My UK editor, from Little Brown’s Constable Crime series, acquired world rights for my book, and the India version is published by Hachette India, which is part of the same group—so they used the same text. The US rights were purchased by Pegasus Books. Interestingly, they used the same proofed manuscript as the UK one, with the UK spellings! The UK publishers did ask me to provide a greater cultural context to explain some aspects, such as why Kaveri is vegetarian (because she is born into a specific community and caste which is vegetarian), or to explain unfamiliar words like lathi (bamboo stick), and provide a glossary. They also asked me to cut back in some places, such as when I got carried away with providing detailed botanical descriptions! But overall, they let me retain the cultural flavor of the book. I don’t have any other foreign publication deals at this point, but would love to, if there are international publishers out there reading this…

What’s the ecology field work you are about to undertake?

My husband and I have started to collaborate on some new research involving the Krishnarajasagara Dam in Mysore, which was built in 1910, and was one of the largest dams in the world at that time. Because of the pandemic, we have spent the past two years digging into archival material, and leaving the field work for later. We plan to spend the next few months making multiple trips to the dam, an associated hydro-electric station. and the agricultural landscape around the dam, including a power station. The Mysore kings were very keen on modernization, and Bangalore was the first city to be electrified in Asia in 1905. The dam, electricity, and the spread of sugarcane cultivation after the dam had a major impact on the region, its economics, ecology and politics which are visible even today, some 110 years later. We’re really looking forward to the field work; it’s been way too long since we got out of the city.

Krishnarajasagara Dam

When can we next read a Kaveri Murthy book, and can you give a hint to the topic?
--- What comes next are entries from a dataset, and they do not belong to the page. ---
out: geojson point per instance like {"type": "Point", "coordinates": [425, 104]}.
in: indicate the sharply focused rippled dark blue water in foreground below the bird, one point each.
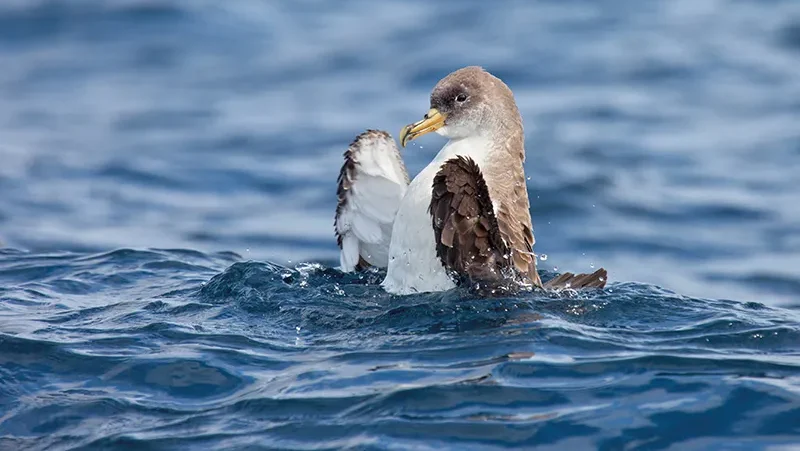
{"type": "Point", "coordinates": [261, 353]}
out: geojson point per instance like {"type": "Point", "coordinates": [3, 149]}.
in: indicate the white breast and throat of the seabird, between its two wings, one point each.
{"type": "Point", "coordinates": [413, 264]}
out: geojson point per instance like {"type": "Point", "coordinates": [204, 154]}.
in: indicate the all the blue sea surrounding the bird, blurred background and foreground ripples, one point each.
{"type": "Point", "coordinates": [167, 186]}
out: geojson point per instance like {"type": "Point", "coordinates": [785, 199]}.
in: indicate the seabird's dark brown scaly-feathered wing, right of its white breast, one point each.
{"type": "Point", "coordinates": [468, 240]}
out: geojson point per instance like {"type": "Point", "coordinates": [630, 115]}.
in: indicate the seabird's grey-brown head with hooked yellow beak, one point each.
{"type": "Point", "coordinates": [468, 102]}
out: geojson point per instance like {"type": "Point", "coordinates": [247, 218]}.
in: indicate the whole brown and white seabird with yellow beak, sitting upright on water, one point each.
{"type": "Point", "coordinates": [465, 217]}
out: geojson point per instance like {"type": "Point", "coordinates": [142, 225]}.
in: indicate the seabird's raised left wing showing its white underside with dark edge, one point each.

Book 2 in the series is titled Murder Under A Red Moon, where Kaveri stumbles across a murder during the darkly inauspicious time of an eclipse. Bhargavi, Kaveri’s fractious mother-in-law whom I conveniently sent away through much of Book 1, is back in Book 2. Will the two women mend their relationship, or will it get even worse? The background themes of feminism are even stronger in this book, which explores the rise of the women’s suffrage movement in 1920s Bangalore—and of course, the rumblings of discontent against the British colonizers continue to grow in intensity. Murder Under A Red Moon will be out in March 2023, and will have more delicious recipes at the back as well.

Reading through this interview, I learned so much about nature, the path toward women’s liberation in India, as well as the writing process. What a joy that Harini Nagendra has entered the mystery world and can enrich of all of us with her work!